Congress proposes to limit 401(k) leakage

A few months back, I wrote an article about some 401(k) provisions are bad ideas and quite a few of them were about some loan and hardship features that were burdensome to plan sponsors and could cause many errors in plan administration which puts the plan at risk for being out of compliance.

While I understand the needs for loans and hardship distributions (especially in today’s environment), I think having unlimited amount of loans or having loan repayments besides by payroll could lead to plan errors.

There was legislation proposed last month in the United States Senate called The Savings Enhancement by Alleviating Leakage in 401(k) Savings Act of 2011, or SEAL Act. The legislation gives some relief to participants and former plan participants with hardships and outstanding loans, but tries to minimize leakage of assets because of them. Even better, the legislation does not put any additional administrative burden on plan sponsors.
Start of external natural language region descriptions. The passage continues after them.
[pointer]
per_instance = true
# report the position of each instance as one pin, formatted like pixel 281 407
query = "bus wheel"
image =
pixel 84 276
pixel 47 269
Some of the legislation’s features:

The bill would allow participants more time to repay loans if they lose their job. Currently repayment must occur within 60 or 90 days, or termination of employment, depending on the plan. The new law would extend that repayment period until tax filing deadline — April 15 of the next year. Workers would deposit the money into a qualified individual retirement account, so it would decrease the amount of defaults and not force 401(k) plan sponsors to do anything

The bill would allow a plan participant taking a hardship withdrawal to continue making contributions. Currently, a participant taking a hardship distribution cannot continue to contribute 401(k) deferrals for at least six months.  I understood the reasoning behind the six month kick-out used to be 12 months prior to 2002) because hardship distributions are as a result of a heavy financial need and how is it immediate if you can afford to defer immediately after getting a distribution? However, if the participants can resolve the financial emergency more quickly, this six month suspension only prevents the account from growing as a result of the participant’s contribution and the employer match. With a retirement crisis in this country, we want participants to save more for retirement and this provision will help do that.

The bill restricts the number of loans a participant can have outstanding at one time to three. More outstanding loans will increase leakage and help cause administrative errors. Limiting loans is a great idea and I suggested that in my article.

The bill bans the use of debit cards tied to a 401(k) account. It’s hard to believe, but some 401(k0 plans have allowed participants to tap into funds by using a debit card. 401(k) plans don’t need the financial equivalent of a payday loan.

Most congressional legislation stinks, the SEAL Act does not. It helps participants and former plan participants avoid leakage to their 401(k) plans. Even better, it does so without putting added burden to plan sponsors and their third party administration firms.